The example of Tesla shows that once a so-called ‘good enough’-line is reached in terms of range, technology can take off and change the entire picture.
Critics may say it will take very long until electric or even hybrid solutions are ready to replace traditional aircraft. Some even say it is impossible. What is your answer?
The first answer is yes, it does take years or even decades. This is a step-by-step process. And yes, it’s a complex path and some technologies are in their early stages of development. Then again, we have seen with electric cars how a tipping point can be reached sooner than you think: the example of Tesla shows that once a certain range is considered “good enough,” it can take off and change the entire picture. Disruption often started small, or in case of range: short.
Finally, what are some other innovations you are working on at Airbus?

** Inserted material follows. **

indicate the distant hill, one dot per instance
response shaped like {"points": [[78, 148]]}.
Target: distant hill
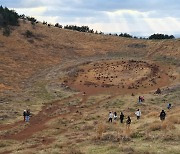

We see four major imperatives, and all have to do with sustainability in some respect: electrification, automation, AI functions such as deep learning in generative design and advanced materials. We’ve already talked about electrification, but there is no way around increasing the autonomy of aeroplanes. We simply won’t have enough pilots to cover the demand in the future. Therefore, we are working on increasing the degree of autonomous flight towards Single Pilot Operations (SPO) and dedicated technologies. Ultimately, this process involves AI technology. Finally, advanced materials and production techniques such as 3D printing are also substantially changing the way aircraft parts are made and AI-empowered robots are assisting assemblies. The future is also about people: at Airbus, we believe that by demanding more of ourselves, we can demand less of our planet.
Mr Pirklbauer, thank you for your time!